In the latest Profero report - Senior Incident Responder Brenton Morris states that RansomeXX decryptors have failed to encrypt different files for the victims that have paid for the ransom demanded by the Linux Vmware ESXI malicious attacker. Profero has found that this RansomExx organization does not lock Linux files appropriately, which might contribute to damaged data during encryption.
Following a reverse engineering process of the RansomExx Linux encrypter, Profero found that perhaps the problem was created by the inadequate encryption of Linux files. The encrypted file would have included encrypted data and unencrypted data afterward if the ransomware were to encrypt a Linux file simultaneously.’
RansomEXX encrypts the disc data and thereafter demands a ransom to acquire the key to decode. Encryption is arranged using the Open Source mbedtls package, so when the virus is activated, it produces a 256-bit key and encodes all the existing files in ECB mode using AES block encryption.
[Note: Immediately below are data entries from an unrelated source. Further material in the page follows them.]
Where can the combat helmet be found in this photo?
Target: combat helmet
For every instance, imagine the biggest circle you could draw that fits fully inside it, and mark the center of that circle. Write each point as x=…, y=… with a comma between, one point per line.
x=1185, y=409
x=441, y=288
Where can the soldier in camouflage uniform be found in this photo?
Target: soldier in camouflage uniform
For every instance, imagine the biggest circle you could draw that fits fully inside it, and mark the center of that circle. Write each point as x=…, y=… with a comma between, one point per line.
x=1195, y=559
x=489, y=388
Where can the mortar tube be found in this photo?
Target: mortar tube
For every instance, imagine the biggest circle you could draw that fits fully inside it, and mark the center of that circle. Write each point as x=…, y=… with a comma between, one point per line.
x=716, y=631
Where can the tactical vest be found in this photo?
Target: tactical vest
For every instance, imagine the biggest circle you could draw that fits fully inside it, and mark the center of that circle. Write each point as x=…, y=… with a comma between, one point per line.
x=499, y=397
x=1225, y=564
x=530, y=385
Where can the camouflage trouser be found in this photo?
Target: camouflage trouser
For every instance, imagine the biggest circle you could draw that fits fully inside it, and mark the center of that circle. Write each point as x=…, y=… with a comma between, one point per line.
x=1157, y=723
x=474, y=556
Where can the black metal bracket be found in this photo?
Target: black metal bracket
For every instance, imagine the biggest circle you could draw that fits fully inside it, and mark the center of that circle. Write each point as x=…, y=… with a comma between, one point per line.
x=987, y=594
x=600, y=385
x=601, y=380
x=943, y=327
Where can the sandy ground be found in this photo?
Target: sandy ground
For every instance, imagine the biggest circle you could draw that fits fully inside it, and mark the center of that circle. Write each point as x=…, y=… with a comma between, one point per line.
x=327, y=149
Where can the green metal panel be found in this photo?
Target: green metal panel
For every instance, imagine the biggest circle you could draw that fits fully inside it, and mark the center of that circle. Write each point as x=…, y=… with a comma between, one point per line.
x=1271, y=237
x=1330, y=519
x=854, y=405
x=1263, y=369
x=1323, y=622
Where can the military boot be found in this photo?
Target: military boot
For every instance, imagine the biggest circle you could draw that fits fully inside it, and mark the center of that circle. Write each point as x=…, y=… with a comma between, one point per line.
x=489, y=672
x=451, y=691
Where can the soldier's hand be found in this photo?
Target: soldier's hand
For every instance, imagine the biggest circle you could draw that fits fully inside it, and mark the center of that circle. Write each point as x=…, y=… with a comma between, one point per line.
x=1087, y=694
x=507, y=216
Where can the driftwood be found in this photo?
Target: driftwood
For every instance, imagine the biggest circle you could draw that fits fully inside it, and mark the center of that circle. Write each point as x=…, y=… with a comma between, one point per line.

Then after, each second, a new AES key will be produced, i.e. various files with different AES keys will be encrypted.
Each AES key is encrypted and connected to every encrypted file via a public RSA-4096 key included in malware code; the ransomware might purchase a private key from the victim for decryption.
"Some strains of Linux ransomware will attempt to acquire a file lock using fcntl while others will often not attempt to lock files for writing, and instead either knowingly choose to take the risk of corrupting the files or do so unknowingly due to lack of Linux programming experience," Morris told. "The Linux version of RansomEXX did not attempt to lock the file at all."
If RansomExx encrypts a document, an RSA encrypted decryption key will be added to each file's end. The person who collects a ransom provides a decryptor that can decrypt the encoded decryption key of each file and then use that to decipher the contents of the file.
However, since unencrypted material is annexed to the file end in these problematic encrypted files, the decrypter couldn't read the encrypted key correctly and the file will not be decrypted.
"Because the attackers provide paying victims with a decryption tool they must run to decrypt their files there is a risk that the decryption tool may be malicious. This requires affected victims to reverse engineer the provided decryption tool to ensure there is no hidden payload or malicious features, a time investment that can be problematic for some organizations during a ransomware incident," explains Profero's blog post.
Profero has published a RansomEXX open-source decryptor that can decrypt encrypted files with the file lock problem to assist its customers and the cyber security industry at large.
Victims still have to have a decryption key from the malicious attacker, although now they can take time to evaluate one given by actors who are confronted with it instead.